This month, a delegation of Japan’s non-partisan Federation of Diet Members for the ILC (FDMILC) visited France and Germany to talk with government officials about the ILC. Their main goal was to create a framework of international cooperation that would be vital in realizing the project. Prof. Atsuto Suzuki, head of the Tohoku ILC Planning Office and President of Iwate Prefectural University, also joined in on the trip. After returning to Japan, he spoke with Iwate Nippo: “The elected representatives and government officials of both countries were open to cooperating on the ILC. I hope to expand these talks to the rest of Europe in the future.”
There were 15 members of the delegation, including FDMILC Secretary General Hon. Ryu Shionoya and other Diet members, along with researchers and representatives from industry, finance/business, and the Ministry of Education, Culture, Sports, Science and Technology. From January 8-11, they met with French and German Parliament members and government officials to talk about Japan’s thoughts on the ILC project, and also explained how it would be different from the Large Hadron Collider at CERN in Switzerland. They also exchanged opinions on cost-sharing, and how to get industry involved with the project.

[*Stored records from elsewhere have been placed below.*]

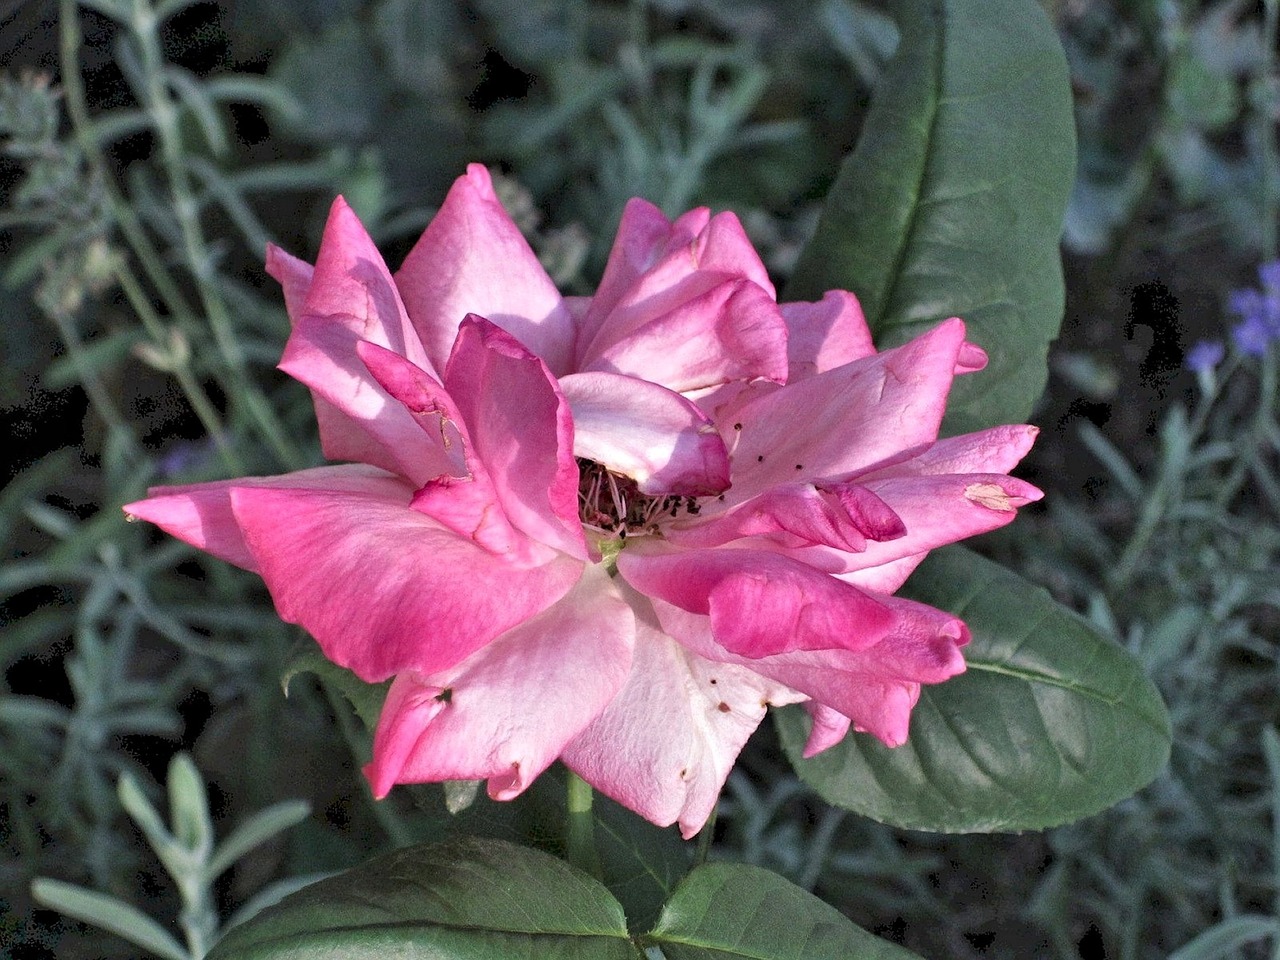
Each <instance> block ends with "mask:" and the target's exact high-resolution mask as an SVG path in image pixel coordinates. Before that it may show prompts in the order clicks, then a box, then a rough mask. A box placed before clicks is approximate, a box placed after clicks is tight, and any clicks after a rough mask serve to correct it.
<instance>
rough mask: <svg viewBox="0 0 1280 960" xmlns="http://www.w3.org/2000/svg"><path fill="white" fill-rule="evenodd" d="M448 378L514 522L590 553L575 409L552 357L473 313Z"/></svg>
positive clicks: (474, 439)
mask: <svg viewBox="0 0 1280 960" xmlns="http://www.w3.org/2000/svg"><path fill="white" fill-rule="evenodd" d="M444 385H445V388H447V389H448V392H449V397H451V398H452V399H453V402H454V404H456V406H457V410H458V412H460V415H461V416H462V420H463V422H466V425H467V433H468V435H470V440H471V447H472V449H474V451H475V456H476V458H477V460H479V462H480V463H483V465H484V468H485V471H486V472H488V475H489V479H490V480H492V481H493V485H494V492H495V494H497V499H498V502H499V503H500V504H502V509H503V512H504V513H506V515H507V518H508V520H509V521H511V524H512V526H515V527H516V529H517V530H520V531H522V532H524V534H525V535H526V536H530V538H532V539H534V540H538V541H539V543H543V544H548V545H549V547H554V548H556V549H558V550H562V552H564V553H568V554H571V556H573V557H579V558H580V559H585V558H586V556H588V549H586V540H585V539H584V536H582V522H581V520H579V516H577V480H579V474H577V463H576V461H575V460H573V417H572V413H571V412H570V407H568V402H567V401H566V399H564V394H562V393H561V389H559V385H558V384H557V381H556V378H554V376H552V375H550V372H549V371H548V369H547V365H545V364H543V362H541V360H539V358H538V357H536V356H534V355H532V353H531V352H529V351H527V349H526V348H525V347H524V346H522V344H521V343H520V342H518V340H516V338H515V337H512V335H511V334H508V333H506V332H504V330H502V329H499V328H498V326H495V325H494V324H492V323H489V321H488V320H485V319H484V317H477V316H468V317H467V319H466V321H465V323H463V324H462V326H460V328H458V338H457V342H456V343H454V346H453V353H451V355H449V362H448V366H447V367H445V371H444Z"/></svg>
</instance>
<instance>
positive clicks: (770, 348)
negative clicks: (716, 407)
mask: <svg viewBox="0 0 1280 960" xmlns="http://www.w3.org/2000/svg"><path fill="white" fill-rule="evenodd" d="M786 349H787V332H786V324H785V323H783V321H782V314H780V312H778V305H777V303H774V302H773V300H772V297H769V296H768V294H767V293H765V292H764V291H763V289H760V288H759V287H756V285H755V284H754V283H750V282H746V280H728V282H726V283H721V284H718V285H716V287H713V288H712V289H709V291H707V292H705V293H703V294H700V296H698V297H694V298H691V300H689V301H686V302H684V303H681V305H680V306H677V307H675V308H672V310H669V311H666V312H663V314H662V315H659V316H658V317H657V319H654V320H652V321H650V323H648V324H645V325H644V326H640V328H637V329H636V330H634V332H631V333H630V334H628V335H627V337H625V338H621V339H617V340H614V342H613V343H612V344H609V346H608V347H607V348H605V349H603V351H600V352H595V353H591V355H589V356H588V357H586V362H585V367H586V369H589V370H599V371H607V372H614V374H626V375H628V376H636V378H640V379H645V380H650V381H653V383H658V384H662V385H663V387H667V388H669V389H672V390H676V392H677V393H686V392H690V390H699V389H704V388H708V387H714V385H716V384H722V383H727V381H730V380H750V379H754V378H765V379H772V380H777V381H780V383H781V381H783V380H786V376H787V360H786Z"/></svg>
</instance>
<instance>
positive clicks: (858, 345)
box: [778, 291, 876, 383]
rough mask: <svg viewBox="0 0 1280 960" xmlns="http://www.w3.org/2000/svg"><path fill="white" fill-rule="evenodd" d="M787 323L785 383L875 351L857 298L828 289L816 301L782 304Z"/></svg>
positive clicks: (783, 317)
mask: <svg viewBox="0 0 1280 960" xmlns="http://www.w3.org/2000/svg"><path fill="white" fill-rule="evenodd" d="M778 306H780V308H781V310H782V319H783V320H786V323H787V360H788V364H790V375H788V376H787V383H795V381H796V380H804V379H806V378H810V376H813V375H814V374H822V372H826V371H827V370H835V369H836V367H837V366H844V365H845V364H851V362H852V361H855V360H861V358H863V357H870V356H874V353H876V346H874V344H873V343H872V332H870V328H868V326H867V317H865V316H863V308H861V306H860V305H859V303H858V298H856V297H855V296H854V294H852V293H849V292H847V291H827V293H826V296H823V298H822V300H819V301H818V302H817V303H803V302H799V303H781V305H778Z"/></svg>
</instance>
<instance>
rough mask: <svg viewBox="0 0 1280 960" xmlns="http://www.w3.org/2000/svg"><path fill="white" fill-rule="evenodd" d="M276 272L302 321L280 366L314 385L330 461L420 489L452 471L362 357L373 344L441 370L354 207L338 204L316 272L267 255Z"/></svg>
mask: <svg viewBox="0 0 1280 960" xmlns="http://www.w3.org/2000/svg"><path fill="white" fill-rule="evenodd" d="M268 269H269V270H270V271H271V273H273V275H275V276H276V279H279V280H280V283H282V285H283V287H284V296H285V305H287V306H288V310H289V317H291V320H292V324H293V332H292V334H291V337H289V342H288V344H287V346H285V348H284V356H283V357H282V360H280V369H282V370H284V372H287V374H289V375H291V376H293V378H294V379H297V380H300V381H302V383H303V384H306V385H307V387H308V388H311V394H312V398H314V399H315V407H316V420H317V421H319V424H320V442H321V445H323V448H324V453H325V456H326V457H329V458H330V460H352V461H358V462H364V463H374V465H376V466H380V467H383V468H385V470H390V471H393V472H397V474H401V475H403V476H407V477H410V479H411V480H413V481H415V483H424V481H426V480H429V479H431V477H433V476H438V475H439V474H442V472H445V471H447V470H448V458H447V457H442V456H440V451H439V449H438V448H436V445H434V444H431V443H430V442H429V438H428V436H425V435H424V434H422V433H421V430H419V429H417V428H416V426H415V425H413V424H412V419H411V417H407V416H406V415H404V411H403V410H402V408H401V407H399V404H397V403H393V402H392V401H390V398H389V397H388V396H387V393H385V390H383V389H380V388H379V385H378V384H376V383H375V381H374V380H372V378H370V375H369V371H367V370H366V369H365V366H364V364H361V361H360V358H358V357H357V356H356V343H357V342H358V340H369V342H371V343H376V344H378V346H380V347H385V348H388V349H390V351H393V352H396V353H399V355H401V356H403V357H406V358H407V360H410V362H413V364H415V365H417V366H421V367H424V369H426V370H429V371H430V370H433V367H431V366H430V362H429V361H428V360H426V355H425V353H424V352H422V346H421V343H420V342H419V339H417V334H416V333H415V330H413V329H412V326H411V325H410V323H408V316H407V315H406V314H404V307H403V305H402V303H401V301H399V294H398V293H397V291H396V284H394V283H393V282H392V278H390V273H389V271H388V270H387V266H385V264H384V262H383V259H381V255H380V253H379V252H378V248H376V247H375V246H374V242H372V241H371V239H370V237H369V234H367V233H366V232H365V228H364V227H362V225H361V224H360V220H358V219H357V218H356V215H355V212H352V210H351V207H348V206H347V205H346V202H343V200H342V198H340V197H339V198H338V200H335V201H334V205H333V209H332V211H330V214H329V221H328V224H326V225H325V233H324V239H323V241H321V243H320V255H319V259H317V261H316V266H315V269H314V271H312V270H311V268H308V266H307V265H306V264H305V262H302V261H301V260H297V259H294V257H291V256H289V255H288V253H284V252H283V251H279V250H276V248H271V250H269V251H268ZM308 271H310V273H308Z"/></svg>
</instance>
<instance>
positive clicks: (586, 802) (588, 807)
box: [564, 771, 600, 879]
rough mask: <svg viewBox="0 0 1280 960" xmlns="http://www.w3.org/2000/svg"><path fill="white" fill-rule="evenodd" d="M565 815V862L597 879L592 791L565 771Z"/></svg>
mask: <svg viewBox="0 0 1280 960" xmlns="http://www.w3.org/2000/svg"><path fill="white" fill-rule="evenodd" d="M566 792H567V801H568V817H567V818H566V824H564V847H566V854H567V855H568V861H570V863H571V864H573V865H575V867H577V868H579V869H580V870H586V872H588V873H590V874H591V876H593V877H595V878H596V879H599V878H600V854H599V851H598V850H596V849H595V820H594V819H593V817H591V801H593V799H594V796H595V795H594V792H593V791H591V785H590V783H588V782H586V781H585V780H582V778H581V777H579V776H577V774H576V773H573V771H568V782H567V783H566Z"/></svg>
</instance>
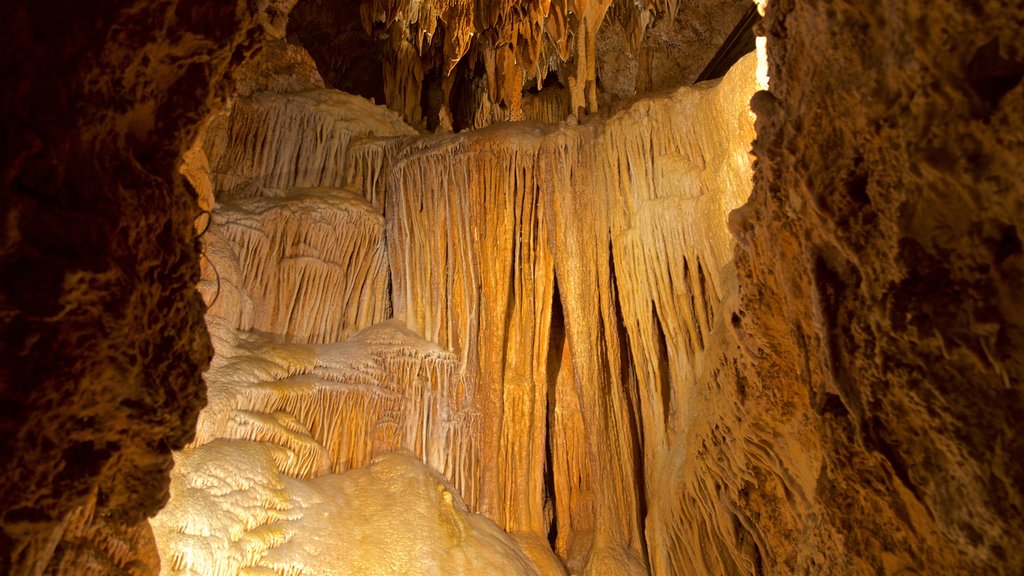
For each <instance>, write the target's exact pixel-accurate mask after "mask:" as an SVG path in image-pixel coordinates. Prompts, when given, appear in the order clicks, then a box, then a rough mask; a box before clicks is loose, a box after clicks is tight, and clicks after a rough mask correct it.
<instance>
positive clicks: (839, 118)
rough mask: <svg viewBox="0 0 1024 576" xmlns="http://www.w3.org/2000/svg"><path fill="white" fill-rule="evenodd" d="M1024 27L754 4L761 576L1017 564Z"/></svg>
mask: <svg viewBox="0 0 1024 576" xmlns="http://www.w3.org/2000/svg"><path fill="white" fill-rule="evenodd" d="M1022 17H1024V12H1022V8H1021V6H1020V4H1019V3H1016V2H1000V1H986V2H979V3H974V4H965V3H963V2H930V3H927V4H926V3H921V2H912V1H902V2H887V3H884V4H882V3H879V4H865V3H862V2H833V3H830V4H829V5H828V6H827V7H825V6H812V5H809V4H803V3H798V2H792V1H786V0H772V1H770V2H769V3H768V9H767V25H766V30H767V34H768V49H769V54H770V55H771V63H770V64H771V68H770V75H771V95H767V94H759V95H758V96H756V97H755V99H754V106H755V110H756V111H757V112H758V114H759V120H758V126H757V129H758V140H757V145H756V146H755V152H756V154H757V155H758V158H759V160H758V163H757V170H758V176H757V181H756V184H755V192H754V195H753V196H752V198H751V202H750V204H749V205H748V206H746V207H744V208H743V209H742V210H741V211H740V212H739V213H737V214H735V216H734V219H733V228H734V230H735V231H736V233H737V236H738V238H739V246H740V249H739V250H738V251H737V270H738V271H739V286H740V294H741V299H740V302H739V304H738V305H739V308H740V310H739V312H738V313H737V314H738V316H737V318H736V319H735V324H736V328H737V330H738V331H739V335H740V340H741V342H742V344H743V351H744V357H745V358H746V359H748V360H749V362H750V363H751V365H750V370H749V372H748V373H750V374H756V375H757V376H758V377H757V379H752V380H750V381H749V384H748V386H746V395H745V401H744V402H743V403H742V410H743V412H744V413H746V414H749V415H755V418H754V421H753V422H752V421H751V418H750V417H748V418H745V421H746V422H748V424H746V425H756V426H759V427H762V428H763V429H765V431H766V433H767V436H768V438H770V439H774V440H772V441H771V442H770V443H769V444H767V445H766V447H767V448H768V450H769V452H768V454H770V455H771V458H772V459H773V460H775V462H776V463H775V464H774V465H773V466H769V467H767V469H768V470H772V468H774V470H773V471H772V472H771V475H770V477H769V479H768V482H765V481H764V480H762V479H758V480H759V488H760V490H759V492H760V493H758V492H755V491H753V490H748V491H746V492H745V494H742V495H740V496H741V497H740V498H738V499H737V500H736V503H737V506H738V507H740V508H742V509H745V510H749V513H753V515H754V516H753V520H754V521H755V522H756V524H758V525H759V526H760V530H761V531H762V532H763V534H764V543H765V545H764V546H762V553H763V563H764V566H765V568H766V570H768V571H771V572H776V573H791V572H792V573H801V572H813V573H822V574H824V573H829V574H1018V573H1020V572H1021V570H1022V569H1024V568H1022V566H1024V556H1022V550H1024V546H1022V540H1021V538H1022V534H1024V530H1022V525H1021V523H1022V520H1021V519H1022V516H1021V513H1020V509H1021V508H1020V502H1021V487H1022V485H1024V469H1022V468H1021V464H1020V463H1021V462H1022V461H1024V451H1022V447H1024V445H1022V443H1021V415H1022V414H1024V404H1022V400H1021V399H1022V397H1021V382H1022V381H1024V379H1022V377H1024V371H1022V370H1024V368H1022V366H1024V365H1022V363H1021V359H1022V355H1021V352H1020V351H1021V349H1022V347H1021V346H1022V343H1024V336H1022V334H1024V332H1022V326H1024V314H1022V308H1021V301H1020V299H1019V298H1017V297H1015V296H1012V294H1018V293H1020V290H1021V279H1024V269H1022V266H1024V257H1022V254H1021V248H1020V246H1021V244H1020V240H1019V238H1020V237H1019V235H1020V231H1021V230H1022V228H1021V227H1022V220H1021V218H1022V215H1024V188H1022V184H1021V178H1020V174H1021V173H1022V169H1024V165H1022V163H1021V159H1022V158H1024V154H1022V153H1024V141H1022V139H1021V134H1022V133H1024V116H1022V110H1024V108H1022V107H1021V106H1020V105H1021V101H1024V86H1022V84H1021V82H1020V80H1021V78H1022V75H1024V44H1022V38H1024V37H1022V36H1021V34H1020V31H1021V24H1020V23H1021V22H1022V19H1021V18H1022ZM772 486H774V487H775V488H770V487H772ZM766 487H769V489H768V490H766ZM772 492H774V493H775V497H774V498H773V499H770V498H768V496H770V495H771V493H772ZM783 498H784V500H783ZM786 500H787V501H788V502H790V503H788V504H784V503H783V502H784V501H786Z"/></svg>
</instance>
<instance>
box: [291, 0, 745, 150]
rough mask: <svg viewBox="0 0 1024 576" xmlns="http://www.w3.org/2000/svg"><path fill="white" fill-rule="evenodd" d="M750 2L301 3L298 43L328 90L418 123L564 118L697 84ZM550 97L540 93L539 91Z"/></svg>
mask: <svg viewBox="0 0 1024 576" xmlns="http://www.w3.org/2000/svg"><path fill="white" fill-rule="evenodd" d="M750 5H751V2H750V1H749V0H657V1H655V2H634V1H624V0H554V1H551V0H525V1H522V0H499V1H493V2H492V1H487V2H482V1H477V0H470V1H452V0H426V1H422V2H419V1H417V2H413V1H409V0H366V1H364V2H332V1H330V0H301V1H300V2H298V3H297V4H296V6H295V10H294V12H293V17H292V19H291V23H290V24H291V26H290V27H289V32H288V37H289V38H290V39H291V40H293V41H295V42H296V43H299V44H302V45H303V46H305V47H306V48H307V49H308V50H309V52H310V53H311V54H312V56H313V58H314V59H315V60H316V64H317V66H318V67H319V70H321V72H322V73H323V74H324V76H325V79H326V81H327V84H328V86H331V87H335V88H339V89H342V90H346V91H349V92H353V93H357V94H360V95H364V96H366V97H368V98H375V99H376V100H377V101H378V104H386V105H387V106H388V107H389V108H391V109H392V110H394V111H396V112H399V113H400V114H401V115H402V118H404V119H406V120H407V121H408V122H409V123H410V124H412V125H413V126H416V127H422V126H425V127H427V128H430V129H434V128H439V129H441V130H451V129H452V128H453V127H454V128H455V129H456V130H460V129H464V128H481V127H484V126H487V125H490V124H492V123H495V122H504V121H509V120H535V121H538V120H539V121H545V122H557V121H560V120H564V119H565V118H566V117H568V116H570V115H573V116H575V115H579V114H581V113H582V111H587V112H588V113H594V112H597V110H598V108H599V107H600V108H601V109H605V108H606V107H608V106H609V105H612V104H614V102H616V101H618V100H621V99H623V98H629V97H632V96H634V95H637V94H644V93H648V92H650V91H652V90H663V89H670V88H675V87H678V86H680V85H682V84H688V83H692V82H693V81H694V80H695V79H696V77H697V75H698V74H699V73H700V71H701V69H702V68H703V67H705V65H707V64H708V61H709V60H710V59H711V57H712V56H713V55H714V53H715V50H716V49H717V48H718V47H719V45H721V43H722V41H723V40H724V39H725V37H726V36H727V35H728V34H729V31H730V30H732V27H733V26H734V25H735V24H736V23H737V22H738V20H739V18H740V17H741V16H742V13H743V12H744V11H745V10H746V9H748V8H749V7H750ZM538 92H539V93H538Z"/></svg>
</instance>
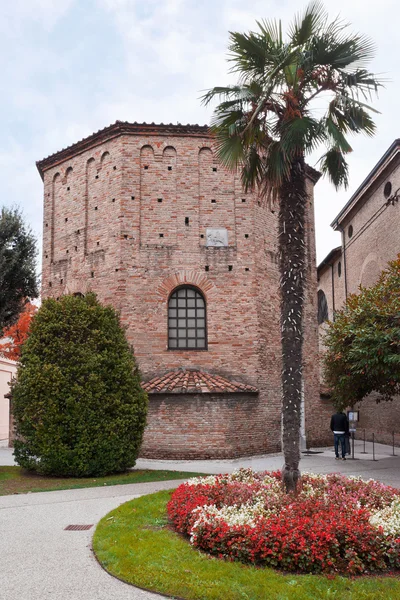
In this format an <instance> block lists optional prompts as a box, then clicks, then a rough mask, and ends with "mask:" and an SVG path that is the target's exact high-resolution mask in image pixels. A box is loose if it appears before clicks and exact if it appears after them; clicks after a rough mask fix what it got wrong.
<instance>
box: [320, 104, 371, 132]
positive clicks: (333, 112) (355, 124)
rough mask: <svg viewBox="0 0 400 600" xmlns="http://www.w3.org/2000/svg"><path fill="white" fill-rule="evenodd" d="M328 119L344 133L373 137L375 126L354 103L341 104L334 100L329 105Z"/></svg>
mask: <svg viewBox="0 0 400 600" xmlns="http://www.w3.org/2000/svg"><path fill="white" fill-rule="evenodd" d="M329 113H330V117H331V119H332V120H333V122H334V123H335V124H336V126H337V127H338V128H339V129H340V131H343V132H344V133H347V132H352V133H359V132H361V133H365V134H367V135H369V136H372V135H374V133H375V129H376V125H375V123H374V121H373V120H372V118H371V117H370V115H369V114H368V112H367V111H366V110H364V108H362V107H361V106H359V105H357V104H354V103H347V102H346V103H343V102H341V101H340V99H338V98H335V99H334V100H332V102H331V103H330V105H329Z"/></svg>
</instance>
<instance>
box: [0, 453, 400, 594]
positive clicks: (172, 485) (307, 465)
mask: <svg viewBox="0 0 400 600" xmlns="http://www.w3.org/2000/svg"><path fill="white" fill-rule="evenodd" d="M360 450H362V447H360V446H358V447H357V451H356V457H357V460H354V461H353V460H347V461H346V462H342V461H335V460H334V454H333V451H332V449H330V448H329V449H321V453H320V454H310V455H308V456H305V455H303V458H302V462H301V468H302V470H303V471H314V472H319V473H328V472H333V471H336V472H337V471H340V472H342V473H345V474H347V475H359V474H360V475H362V477H364V478H367V479H368V478H370V477H371V478H375V479H379V480H380V481H383V482H384V483H387V484H391V485H394V486H396V487H399V488H400V456H395V457H393V456H390V454H391V452H392V449H391V448H390V447H388V446H381V445H380V446H376V458H377V459H378V460H377V461H376V462H374V461H372V455H371V454H367V455H362V454H360V453H359V451H360ZM367 450H369V448H368V447H367ZM396 452H397V453H398V454H399V455H400V449H396ZM4 464H13V458H12V454H11V451H10V450H9V449H6V448H0V465H4ZM240 466H251V467H253V468H254V469H262V470H264V469H278V468H280V467H281V466H282V456H281V455H275V456H261V457H253V458H246V459H242V460H225V461H193V462H189V461H177V462H172V461H149V460H147V461H145V460H143V459H142V460H139V461H138V463H137V467H140V468H146V467H147V468H166V469H168V468H169V469H176V470H178V469H179V470H183V469H185V470H188V471H190V470H193V471H199V472H203V471H204V472H207V473H217V472H229V471H233V470H234V469H236V468H239V467H240ZM178 483H179V481H165V482H155V483H144V484H129V485H118V486H107V487H102V488H88V489H79V490H65V491H56V492H43V493H35V494H20V495H14V496H0V557H1V559H0V560H1V568H0V600H45V599H47V598H49V599H51V600H113V599H114V598H115V599H117V598H118V600H150V599H156V598H158V599H159V598H160V596H158V595H155V594H151V593H149V592H144V591H142V590H138V589H136V588H134V587H131V586H129V585H127V584H124V583H122V582H120V581H118V580H116V579H114V578H113V577H111V576H110V575H108V574H107V573H106V572H105V571H104V570H103V569H101V567H100V566H99V565H98V564H97V562H96V560H95V558H94V556H93V554H92V551H91V538H92V535H93V531H94V527H93V528H92V529H90V530H89V531H65V530H64V528H65V527H66V526H67V525H69V524H93V525H95V524H96V523H97V522H98V521H99V520H100V519H101V517H102V516H103V515H105V514H106V513H107V512H108V511H110V510H112V509H113V508H115V507H117V506H119V505H120V504H122V503H123V502H126V501H127V500H129V499H131V498H135V497H138V496H141V495H144V494H150V493H152V492H155V491H157V490H161V489H169V488H173V487H175V486H176V485H178Z"/></svg>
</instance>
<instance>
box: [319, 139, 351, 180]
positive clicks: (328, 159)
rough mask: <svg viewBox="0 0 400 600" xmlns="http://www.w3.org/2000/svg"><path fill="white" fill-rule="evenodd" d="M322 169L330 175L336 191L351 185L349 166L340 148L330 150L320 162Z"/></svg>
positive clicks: (322, 158)
mask: <svg viewBox="0 0 400 600" xmlns="http://www.w3.org/2000/svg"><path fill="white" fill-rule="evenodd" d="M319 162H320V169H321V171H322V173H323V174H324V175H328V177H329V179H330V180H331V182H332V183H333V185H334V186H335V188H336V189H339V188H340V187H342V186H343V187H344V188H345V189H347V187H348V185H349V166H348V164H347V162H346V159H345V158H344V155H343V153H342V152H341V150H340V149H339V148H335V147H333V148H330V149H329V150H328V151H327V152H326V153H325V154H324V155H323V156H322V157H321V158H320V160H319Z"/></svg>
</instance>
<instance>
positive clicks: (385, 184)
mask: <svg viewBox="0 0 400 600" xmlns="http://www.w3.org/2000/svg"><path fill="white" fill-rule="evenodd" d="M391 193H392V184H391V183H390V181H387V182H386V183H385V187H384V188H383V195H384V196H385V198H389V196H390V194H391Z"/></svg>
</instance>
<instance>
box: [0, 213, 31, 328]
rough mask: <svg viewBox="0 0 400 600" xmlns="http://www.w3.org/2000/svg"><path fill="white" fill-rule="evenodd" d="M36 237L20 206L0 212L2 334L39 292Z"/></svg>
mask: <svg viewBox="0 0 400 600" xmlns="http://www.w3.org/2000/svg"><path fill="white" fill-rule="evenodd" d="M36 254H37V250H36V240H35V237H34V235H33V234H32V232H31V231H30V230H29V229H28V228H26V226H25V224H24V221H23V218H22V215H21V213H20V211H19V210H18V209H17V208H13V209H9V208H4V207H3V208H2V209H1V215H0V335H1V332H2V330H3V329H4V328H6V327H9V326H10V325H12V324H13V323H14V322H15V321H16V320H17V318H18V315H19V314H20V312H21V311H22V308H23V306H24V302H25V301H26V300H27V299H29V298H30V299H33V298H36V297H37V296H38V278H37V275H36V271H35V257H36Z"/></svg>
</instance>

According to Prof. Suzuki, both countries indicated that they hoped for Japan to show leadership on the project and to also push forward negotiations about cost-sharing. France has the International Thermonuclear Experimental Reactor (ITER) and Switzerland has CERN, so Prof. Suzuki reflected that “the atmosphere was that they were open to giving us their knowledge about building these sorts of huge projects, so let’s move forward with negotiations.”
Prof. Suzuki said, “We have reaffirmed that it is crucial to cooperate not just with the ILC but in the entire field of science and technology. Both France and Germany are highly anticipating the project, and strongly indicated that they wanted Japan to develop a cooperative framework to help realize the project.”
In the latter half of 2018, Europe will be working to establish its next 5-year plan for particle physics, so this is a crucial moment for the ILC effort. French/German officials at these meetings said they would work to get the ILC written into the next strategy should the Japanese national government show its stance on the ILC by that time.
From this point, framework-building for international cooperation must branch out from France and Germany to the rest of Europe. Prof. Suzuki said, “It will be key to push forward negotiations with a Japan-Europe framework. Concurrently with negotiations at the Science Council of Japan, researchers and businesses should be at the forefront of negotiations with Europe.”